Fire Report of Coatesville, Pa.

Chief William H. Moore, Coatesville, Pa.

In the report of Chief William H. Moore, of the volunteer fire department of Coatesville, Pa., covering the period of from January 1 to December 31, 1920, inclusive, the fact is brought out that while the valuation of the buildings was $1,183,800, and of contents, $2,172,615, making a total of $3,356,415, there was the remarkably low fire damage of $9,452. The total valuation of out – of – town buildings and contents was $190,490, and the fire damage in this case amounted to $75,840. The out-of-town fires are, of course, attended purely as an accommodation and, as a rule, the alarms are received too late for the department to be of service except to protect surrounding property.
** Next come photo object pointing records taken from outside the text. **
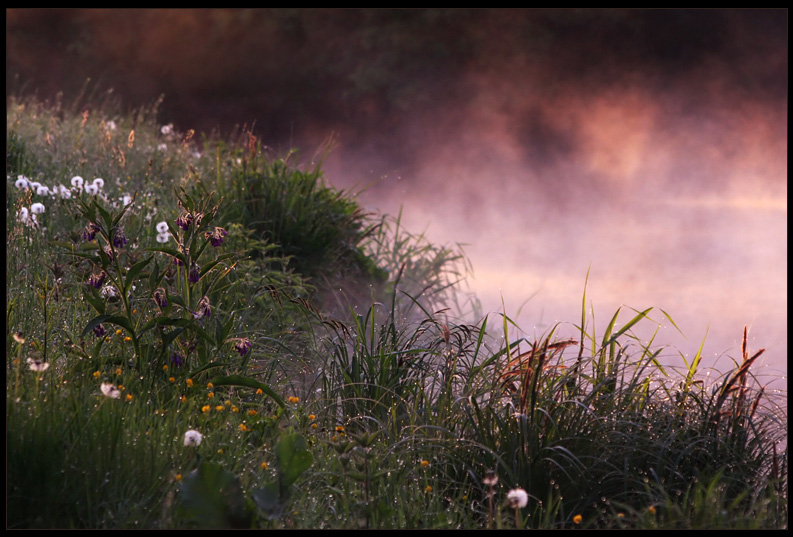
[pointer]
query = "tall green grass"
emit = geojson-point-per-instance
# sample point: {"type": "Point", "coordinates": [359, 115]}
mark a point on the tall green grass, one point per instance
{"type": "Point", "coordinates": [384, 405]}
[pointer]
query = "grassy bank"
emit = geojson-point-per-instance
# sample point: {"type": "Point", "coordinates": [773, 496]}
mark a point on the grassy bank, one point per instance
{"type": "Point", "coordinates": [203, 334]}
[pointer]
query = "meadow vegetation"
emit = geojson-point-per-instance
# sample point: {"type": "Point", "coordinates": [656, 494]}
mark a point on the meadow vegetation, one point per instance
{"type": "Point", "coordinates": [203, 334]}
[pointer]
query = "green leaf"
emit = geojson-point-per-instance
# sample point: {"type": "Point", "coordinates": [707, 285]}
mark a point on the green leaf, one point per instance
{"type": "Point", "coordinates": [294, 458]}
{"type": "Point", "coordinates": [123, 322]}
{"type": "Point", "coordinates": [268, 499]}
{"type": "Point", "coordinates": [134, 271]}
{"type": "Point", "coordinates": [239, 380]}
{"type": "Point", "coordinates": [212, 497]}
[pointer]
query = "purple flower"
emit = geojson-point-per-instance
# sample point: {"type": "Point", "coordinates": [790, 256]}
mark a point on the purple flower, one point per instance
{"type": "Point", "coordinates": [89, 233]}
{"type": "Point", "coordinates": [216, 237]}
{"type": "Point", "coordinates": [119, 240]}
{"type": "Point", "coordinates": [203, 309]}
{"type": "Point", "coordinates": [97, 279]}
{"type": "Point", "coordinates": [243, 346]}
{"type": "Point", "coordinates": [184, 220]}
{"type": "Point", "coordinates": [99, 330]}
{"type": "Point", "coordinates": [159, 298]}
{"type": "Point", "coordinates": [194, 275]}
{"type": "Point", "coordinates": [177, 360]}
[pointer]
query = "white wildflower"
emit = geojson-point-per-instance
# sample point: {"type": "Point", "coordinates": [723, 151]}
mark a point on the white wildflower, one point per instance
{"type": "Point", "coordinates": [63, 191]}
{"type": "Point", "coordinates": [517, 498]}
{"type": "Point", "coordinates": [38, 365]}
{"type": "Point", "coordinates": [108, 291]}
{"type": "Point", "coordinates": [192, 438]}
{"type": "Point", "coordinates": [110, 391]}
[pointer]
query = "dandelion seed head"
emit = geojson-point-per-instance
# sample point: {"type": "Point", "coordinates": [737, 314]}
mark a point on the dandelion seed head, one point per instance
{"type": "Point", "coordinates": [38, 365]}
{"type": "Point", "coordinates": [109, 390]}
{"type": "Point", "coordinates": [517, 498]}
{"type": "Point", "coordinates": [192, 438]}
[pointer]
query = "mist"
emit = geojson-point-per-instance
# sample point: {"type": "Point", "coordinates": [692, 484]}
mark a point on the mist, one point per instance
{"type": "Point", "coordinates": [646, 148]}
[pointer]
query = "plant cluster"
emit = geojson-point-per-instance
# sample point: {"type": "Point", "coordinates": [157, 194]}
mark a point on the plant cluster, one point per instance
{"type": "Point", "coordinates": [174, 360]}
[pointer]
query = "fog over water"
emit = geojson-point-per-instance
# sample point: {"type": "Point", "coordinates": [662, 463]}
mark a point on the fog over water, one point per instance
{"type": "Point", "coordinates": [648, 147]}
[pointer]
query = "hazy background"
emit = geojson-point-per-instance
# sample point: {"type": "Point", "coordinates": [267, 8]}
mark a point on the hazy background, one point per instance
{"type": "Point", "coordinates": [649, 145]}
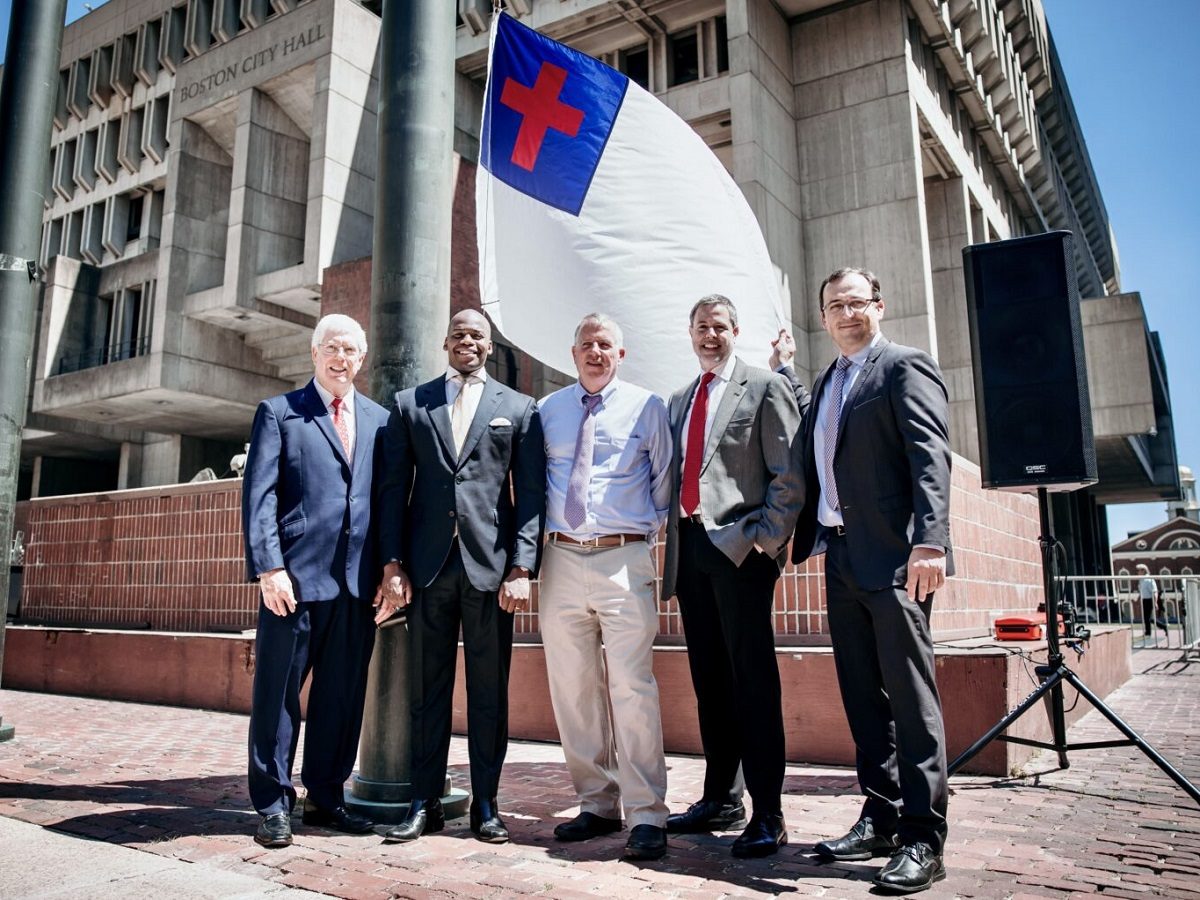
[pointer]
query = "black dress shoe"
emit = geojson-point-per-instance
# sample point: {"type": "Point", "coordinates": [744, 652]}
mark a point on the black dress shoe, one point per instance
{"type": "Point", "coordinates": [861, 843]}
{"type": "Point", "coordinates": [763, 837]}
{"type": "Point", "coordinates": [646, 841]}
{"type": "Point", "coordinates": [486, 822]}
{"type": "Point", "coordinates": [424, 817]}
{"type": "Point", "coordinates": [339, 819]}
{"type": "Point", "coordinates": [585, 827]}
{"type": "Point", "coordinates": [275, 831]}
{"type": "Point", "coordinates": [912, 868]}
{"type": "Point", "coordinates": [706, 816]}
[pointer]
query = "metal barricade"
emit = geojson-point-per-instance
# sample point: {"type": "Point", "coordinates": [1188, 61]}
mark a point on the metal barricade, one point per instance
{"type": "Point", "coordinates": [1116, 600]}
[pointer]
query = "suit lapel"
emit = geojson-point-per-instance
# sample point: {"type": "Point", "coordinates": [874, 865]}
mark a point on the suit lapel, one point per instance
{"type": "Point", "coordinates": [432, 397]}
{"type": "Point", "coordinates": [319, 413]}
{"type": "Point", "coordinates": [733, 393]}
{"type": "Point", "coordinates": [489, 403]}
{"type": "Point", "coordinates": [361, 442]}
{"type": "Point", "coordinates": [852, 397]}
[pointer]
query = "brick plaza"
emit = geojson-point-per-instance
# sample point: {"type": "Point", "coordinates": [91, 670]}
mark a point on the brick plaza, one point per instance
{"type": "Point", "coordinates": [171, 781]}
The department responded to 75 alarms during the year, using 2,618 gallons of chemicals, raising 1,199 feet of ladders ana stretching in with 9,850 feet of 2 1/2-inch hose. The distance of 487 miles was traveled with apparatus and the department was in service for 47 hours. Thirty-nine of the fires were extinguished with chemicals alone and fourteen with water and chemicals. The buildings in which the fires occurred were classified as follows: 42 frame, 18 brick and 6 stone dwellings, 3 steel buildings and also 2 automobile trucks.

The greatest number of fires, 13, was caused by defective chimneys and the next greatest number, 7, originated from sparks from chimneys. Other causes were fires from stoves and children playing with matches, 6 each; sparks from locomotives, 5; fires front oil stoves, 4; from sparks from rubbish, leaking gasoline, overheated stove pipes, electric wiring and gas jets, 3 each; fire crackers, 2; spontaneous combustion, 1, and unknown fires, 12.
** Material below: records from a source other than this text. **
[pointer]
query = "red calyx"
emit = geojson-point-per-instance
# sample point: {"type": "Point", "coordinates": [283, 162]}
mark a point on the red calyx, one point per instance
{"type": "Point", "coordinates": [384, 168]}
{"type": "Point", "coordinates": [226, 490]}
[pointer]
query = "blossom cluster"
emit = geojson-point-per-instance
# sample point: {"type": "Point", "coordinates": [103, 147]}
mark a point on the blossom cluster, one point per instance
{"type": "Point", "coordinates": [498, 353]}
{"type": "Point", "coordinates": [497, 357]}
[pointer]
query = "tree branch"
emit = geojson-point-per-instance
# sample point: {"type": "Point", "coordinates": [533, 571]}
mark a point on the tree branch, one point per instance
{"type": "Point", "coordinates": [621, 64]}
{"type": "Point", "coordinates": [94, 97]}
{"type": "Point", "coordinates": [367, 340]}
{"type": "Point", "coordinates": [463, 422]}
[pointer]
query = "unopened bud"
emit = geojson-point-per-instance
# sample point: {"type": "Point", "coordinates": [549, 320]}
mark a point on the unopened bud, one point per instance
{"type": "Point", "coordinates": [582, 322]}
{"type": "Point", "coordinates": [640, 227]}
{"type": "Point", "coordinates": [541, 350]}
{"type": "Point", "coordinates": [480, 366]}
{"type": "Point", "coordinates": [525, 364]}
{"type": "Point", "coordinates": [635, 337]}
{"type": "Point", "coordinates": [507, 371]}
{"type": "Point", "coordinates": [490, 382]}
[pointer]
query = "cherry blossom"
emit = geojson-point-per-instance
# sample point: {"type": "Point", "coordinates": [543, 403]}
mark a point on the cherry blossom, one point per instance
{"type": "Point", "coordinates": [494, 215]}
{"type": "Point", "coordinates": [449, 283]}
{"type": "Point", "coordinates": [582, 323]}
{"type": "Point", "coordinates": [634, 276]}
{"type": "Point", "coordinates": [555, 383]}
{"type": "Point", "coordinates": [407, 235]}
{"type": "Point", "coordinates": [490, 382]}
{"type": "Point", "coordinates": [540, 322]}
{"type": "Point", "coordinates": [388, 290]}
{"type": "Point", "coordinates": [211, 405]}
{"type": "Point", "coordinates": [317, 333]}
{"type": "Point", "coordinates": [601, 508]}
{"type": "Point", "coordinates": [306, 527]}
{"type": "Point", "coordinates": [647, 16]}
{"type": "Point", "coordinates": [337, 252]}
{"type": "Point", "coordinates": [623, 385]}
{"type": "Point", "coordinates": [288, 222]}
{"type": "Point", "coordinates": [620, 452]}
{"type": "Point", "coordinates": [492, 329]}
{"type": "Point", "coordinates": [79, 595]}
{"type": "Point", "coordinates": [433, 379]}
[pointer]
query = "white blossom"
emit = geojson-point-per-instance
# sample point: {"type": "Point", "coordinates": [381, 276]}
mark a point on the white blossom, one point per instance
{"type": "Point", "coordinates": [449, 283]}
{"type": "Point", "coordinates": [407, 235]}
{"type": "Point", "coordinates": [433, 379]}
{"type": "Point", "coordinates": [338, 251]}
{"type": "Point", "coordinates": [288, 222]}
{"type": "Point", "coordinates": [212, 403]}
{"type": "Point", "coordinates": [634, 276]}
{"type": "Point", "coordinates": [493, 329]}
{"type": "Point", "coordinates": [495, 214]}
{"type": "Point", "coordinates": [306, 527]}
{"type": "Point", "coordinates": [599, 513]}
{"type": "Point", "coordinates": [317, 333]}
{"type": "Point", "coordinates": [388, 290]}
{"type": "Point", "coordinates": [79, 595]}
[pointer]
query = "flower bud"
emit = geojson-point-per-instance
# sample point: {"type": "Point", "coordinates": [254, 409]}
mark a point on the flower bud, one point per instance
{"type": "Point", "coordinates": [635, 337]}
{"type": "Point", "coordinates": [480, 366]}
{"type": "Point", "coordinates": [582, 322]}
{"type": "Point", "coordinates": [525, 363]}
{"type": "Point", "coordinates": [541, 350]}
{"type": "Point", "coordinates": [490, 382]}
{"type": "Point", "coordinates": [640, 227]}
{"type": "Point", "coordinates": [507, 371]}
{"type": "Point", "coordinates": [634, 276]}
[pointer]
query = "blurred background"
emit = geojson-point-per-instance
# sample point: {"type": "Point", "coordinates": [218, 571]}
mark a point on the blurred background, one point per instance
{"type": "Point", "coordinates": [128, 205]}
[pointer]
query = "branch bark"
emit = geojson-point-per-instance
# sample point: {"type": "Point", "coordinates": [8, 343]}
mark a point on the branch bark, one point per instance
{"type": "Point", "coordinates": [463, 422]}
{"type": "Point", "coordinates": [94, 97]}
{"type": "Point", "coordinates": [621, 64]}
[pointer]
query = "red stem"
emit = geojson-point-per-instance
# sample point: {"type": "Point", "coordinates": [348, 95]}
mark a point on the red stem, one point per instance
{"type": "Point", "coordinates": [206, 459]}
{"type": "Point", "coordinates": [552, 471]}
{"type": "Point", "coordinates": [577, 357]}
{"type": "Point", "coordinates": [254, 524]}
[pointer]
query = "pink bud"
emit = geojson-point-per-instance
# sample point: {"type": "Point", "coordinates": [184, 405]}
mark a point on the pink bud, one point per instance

The apparatus of Washington Company No. 1 consists of one Seagrave combination hose and chemical car, and one Metropolitan steamer with Seagrave tractor. This company has 1,400 feet of 2 1/2-inch hose. The Brandywine Fire Company No. 2 has one American-La France city service truck and one American-La France triple combination pumper, with 1,400 feet of hose. The West End Company No. 3 has one Rowe triple combination, with 700 feet of 2 1/2-inch hose. In concluding his report, Chief Moore says: “We will in a short time have alarm boxes Nos. 27 and 46 installed, which will aid greatly to enable us to receive an alarm from these districts without the delay of being called by telephone. And the purchase of new smoke masks will enable us to fight against smoke more safely, such as we encountered at the Taylor House fire, which was the worst in the city for the past few years. Being completely motorized, the three companies comprising the fire department are able to respond promptly and place their apparatus on the fire ground before the fire has a chance to attain great headway. Too much credit cannot be extended to the individual members of the three companies for their prompt and willing service to the city, all of which service is entirely free and in a great many cases entails considerable loss to the individual fireman by reason of damage to clothing, shoes, hats, etc., to say nothing of possible injury, sickness, or death. I wish to publicly thank the officers and members of the three companies for their hearty support during this period of my term as chief and also to extend thanks to the mayor and members of city council, of which fire commissioner is a member, for their financial and moral support during this time. I also wish to publicly thank the citizens of Coatesville for their co-operation and support to the fire department in fire prevention work in helping to make Coatesville fireproof.”